I was not raised Catholic–or Pagan for that matter–though my family of origin would argue that I had been left on their doorstep and could have been from either lineage. Which is to say that the notion of a “pilgrimage”–though it has a familiar ring–has not been part of what motivates me. That stated, as I began the ascent I was struck by the certainty that millions of people before me–with or without shoes–had been compelled since the 5th century to reach the top of this peak where St. Patrick allegedly spent forty days and forty nights casting out serpents and converting the Irish to Catholicism. And where for centuries prior to St. Patrick the indigenous Irish observed rituals from the summit hailing the return of summer. This path is not the one less travelled.

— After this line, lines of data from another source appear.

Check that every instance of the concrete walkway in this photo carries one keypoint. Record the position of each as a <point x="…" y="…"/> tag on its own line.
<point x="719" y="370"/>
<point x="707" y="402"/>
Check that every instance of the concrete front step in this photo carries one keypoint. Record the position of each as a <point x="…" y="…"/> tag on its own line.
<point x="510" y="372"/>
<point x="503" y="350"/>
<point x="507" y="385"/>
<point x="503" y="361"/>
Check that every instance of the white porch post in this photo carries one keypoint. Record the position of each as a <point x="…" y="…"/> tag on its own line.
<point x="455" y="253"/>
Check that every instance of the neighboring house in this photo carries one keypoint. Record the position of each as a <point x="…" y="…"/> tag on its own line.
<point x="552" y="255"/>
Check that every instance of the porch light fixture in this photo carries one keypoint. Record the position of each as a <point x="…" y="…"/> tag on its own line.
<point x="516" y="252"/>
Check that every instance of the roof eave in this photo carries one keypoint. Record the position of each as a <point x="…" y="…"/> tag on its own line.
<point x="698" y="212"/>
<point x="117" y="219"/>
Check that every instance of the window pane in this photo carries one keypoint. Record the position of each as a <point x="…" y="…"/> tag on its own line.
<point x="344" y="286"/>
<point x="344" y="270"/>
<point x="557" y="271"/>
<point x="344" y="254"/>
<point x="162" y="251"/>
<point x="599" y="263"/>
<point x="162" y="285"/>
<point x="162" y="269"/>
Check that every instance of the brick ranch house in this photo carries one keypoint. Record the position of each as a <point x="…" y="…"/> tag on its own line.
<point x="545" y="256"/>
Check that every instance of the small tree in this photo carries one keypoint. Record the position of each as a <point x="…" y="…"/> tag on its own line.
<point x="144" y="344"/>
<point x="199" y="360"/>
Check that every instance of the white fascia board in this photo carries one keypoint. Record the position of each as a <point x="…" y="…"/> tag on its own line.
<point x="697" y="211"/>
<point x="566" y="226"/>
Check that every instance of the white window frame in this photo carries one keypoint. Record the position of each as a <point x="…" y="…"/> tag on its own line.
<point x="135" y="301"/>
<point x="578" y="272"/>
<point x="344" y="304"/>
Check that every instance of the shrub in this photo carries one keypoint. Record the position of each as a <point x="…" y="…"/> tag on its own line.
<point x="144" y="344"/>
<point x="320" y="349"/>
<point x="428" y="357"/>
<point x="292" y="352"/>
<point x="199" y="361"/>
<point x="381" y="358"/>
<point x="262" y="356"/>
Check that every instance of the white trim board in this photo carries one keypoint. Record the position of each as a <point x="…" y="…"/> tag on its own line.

Thinking about eighty-year olds traipsing up and down the rugged trail in bare feet would have left me breathless, had I not been gasping already from the steep and challenging terrain a few dozen meters into the climb. Over eons of use the trail has become as wide as R335 which runs below the mountain, but unlike the smooth tarmac of the road, the trail up “The Reek” is strewn with jagged, craggy, rough rocks ranging in size from fist to skull and then some. Add to this a slope at times greater than 45 degrees and a pleasant day hike up a small mountain promptly takes on the look and feel of a bonafide pilgrimage. Was I doing penance? If so, I was delighted to find myself clambering the route along with Swiss, Portuguese, French, Russians, Japanese, Germans and–thank St. Patrick–several shoe-clad Irish.
It took a little under two hours to summit and about the same to stumble back down. I was not aware of any traditional ritual or prayer or other observance to make on the summit other than to take the only Selfie on my cell phone I have done to date…standing happily and gratefully in front of the mist-enshrouded sign declaring that I had completed my pilgrimage to reach the top of Croagh Patrick.